We also compared these three trans groups with their non-transgender brothers and sisters. Using siblings as comparison groups was important given the lack of prior research comparing trans with non-trans individuals. For results comparing these five groups on demographics, social support, and violence and harassment, see Factor and Rothblum (in press). Not surprisingly, we found the three trans groups to experience significantly less social support from their family than their non-transgender brothers and sisters.
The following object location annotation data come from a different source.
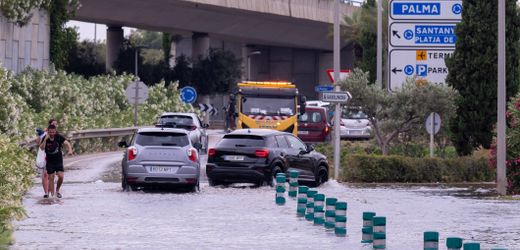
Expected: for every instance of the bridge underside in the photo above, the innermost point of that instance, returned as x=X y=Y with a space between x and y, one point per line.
x=186 y=17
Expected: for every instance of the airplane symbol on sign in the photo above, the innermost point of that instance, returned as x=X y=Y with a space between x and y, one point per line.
x=420 y=55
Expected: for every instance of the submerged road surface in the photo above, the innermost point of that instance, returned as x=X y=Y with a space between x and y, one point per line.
x=95 y=213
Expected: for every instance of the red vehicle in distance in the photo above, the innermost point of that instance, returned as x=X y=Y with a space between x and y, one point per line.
x=313 y=125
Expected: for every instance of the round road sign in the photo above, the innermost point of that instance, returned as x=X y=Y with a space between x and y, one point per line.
x=188 y=94
x=136 y=92
x=434 y=119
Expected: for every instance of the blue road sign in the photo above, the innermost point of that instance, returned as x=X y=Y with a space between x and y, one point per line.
x=324 y=88
x=421 y=69
x=408 y=69
x=423 y=34
x=188 y=94
x=456 y=8
x=425 y=10
x=408 y=34
x=415 y=8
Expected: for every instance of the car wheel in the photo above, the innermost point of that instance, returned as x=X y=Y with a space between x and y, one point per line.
x=322 y=176
x=124 y=182
x=271 y=181
x=213 y=182
x=195 y=188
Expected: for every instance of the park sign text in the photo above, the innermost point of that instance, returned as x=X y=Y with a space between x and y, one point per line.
x=422 y=36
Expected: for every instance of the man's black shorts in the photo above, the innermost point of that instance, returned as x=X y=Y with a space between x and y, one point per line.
x=52 y=168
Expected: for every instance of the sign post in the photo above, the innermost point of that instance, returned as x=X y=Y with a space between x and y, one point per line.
x=136 y=93
x=433 y=125
x=421 y=37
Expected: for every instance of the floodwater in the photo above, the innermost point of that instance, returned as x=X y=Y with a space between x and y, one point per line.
x=95 y=214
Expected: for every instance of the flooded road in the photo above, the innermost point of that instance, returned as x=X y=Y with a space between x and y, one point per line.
x=95 y=214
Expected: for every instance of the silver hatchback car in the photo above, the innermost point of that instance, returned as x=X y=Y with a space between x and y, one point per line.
x=159 y=156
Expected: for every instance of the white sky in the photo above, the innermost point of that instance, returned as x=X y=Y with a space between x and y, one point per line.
x=86 y=30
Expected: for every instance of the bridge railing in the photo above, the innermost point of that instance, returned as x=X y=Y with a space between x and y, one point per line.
x=88 y=134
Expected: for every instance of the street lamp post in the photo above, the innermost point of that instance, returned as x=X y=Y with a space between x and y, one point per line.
x=137 y=79
x=257 y=52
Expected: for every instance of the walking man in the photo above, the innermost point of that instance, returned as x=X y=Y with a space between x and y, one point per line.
x=45 y=176
x=52 y=144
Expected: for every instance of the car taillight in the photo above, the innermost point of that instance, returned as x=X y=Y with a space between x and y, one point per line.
x=132 y=153
x=192 y=154
x=262 y=153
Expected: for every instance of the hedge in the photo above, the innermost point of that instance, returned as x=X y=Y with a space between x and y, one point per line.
x=378 y=168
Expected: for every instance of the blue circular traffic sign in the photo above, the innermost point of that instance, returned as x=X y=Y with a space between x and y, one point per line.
x=408 y=69
x=188 y=94
x=456 y=8
x=408 y=34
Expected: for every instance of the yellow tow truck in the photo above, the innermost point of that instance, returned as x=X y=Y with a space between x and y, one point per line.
x=271 y=105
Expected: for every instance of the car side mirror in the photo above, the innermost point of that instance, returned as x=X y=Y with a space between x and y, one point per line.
x=303 y=101
x=122 y=144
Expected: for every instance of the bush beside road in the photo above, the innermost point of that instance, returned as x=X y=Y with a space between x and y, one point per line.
x=360 y=163
x=16 y=176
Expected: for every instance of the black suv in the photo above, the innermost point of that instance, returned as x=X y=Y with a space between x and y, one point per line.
x=257 y=155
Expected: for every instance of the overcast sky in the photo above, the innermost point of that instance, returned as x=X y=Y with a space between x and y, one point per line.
x=86 y=30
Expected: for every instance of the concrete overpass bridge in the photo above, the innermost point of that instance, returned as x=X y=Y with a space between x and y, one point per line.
x=289 y=38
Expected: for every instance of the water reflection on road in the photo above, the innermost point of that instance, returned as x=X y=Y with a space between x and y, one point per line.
x=96 y=214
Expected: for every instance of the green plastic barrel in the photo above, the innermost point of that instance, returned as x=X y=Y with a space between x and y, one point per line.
x=471 y=246
x=454 y=243
x=340 y=231
x=431 y=240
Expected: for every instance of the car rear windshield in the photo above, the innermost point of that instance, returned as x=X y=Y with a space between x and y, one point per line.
x=176 y=121
x=311 y=116
x=162 y=139
x=232 y=141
Transgender people were also more likely to experience a variety of types of harassment and discrimination than their nontransgender sisters and brothers.

In addition, we explored the nuances of diverse trans people's gender expressions, experiences, and identities, and that is the focus of the present paper. Thus, we compare MTFs, FTMs, and genderqueers in the current socio-historical moment. We examined the extent to which these three trans groups participated in transgender communities and the extent to which they disclosed their transgender identity to others.

Gender diversity is a longstanding interest of the first author. The initial ideas for this project emerged from her gender experiences and sensibilities. The dissonance she encountered between her gendered self and the ways in which gendered selves have been described (and not described) in the psychological literature was a primary motivation for undertaking the study. The second author has been researching lesbian, gay and bisexual (LGB) communities for many years and developed a sibling comparison method that she has utilised with LGB individuals. In an effort to develop further insight into contemporary LGB(T)/Queer communities, she suggested extending this method to trans people and served as the dissertation advisor of the first author.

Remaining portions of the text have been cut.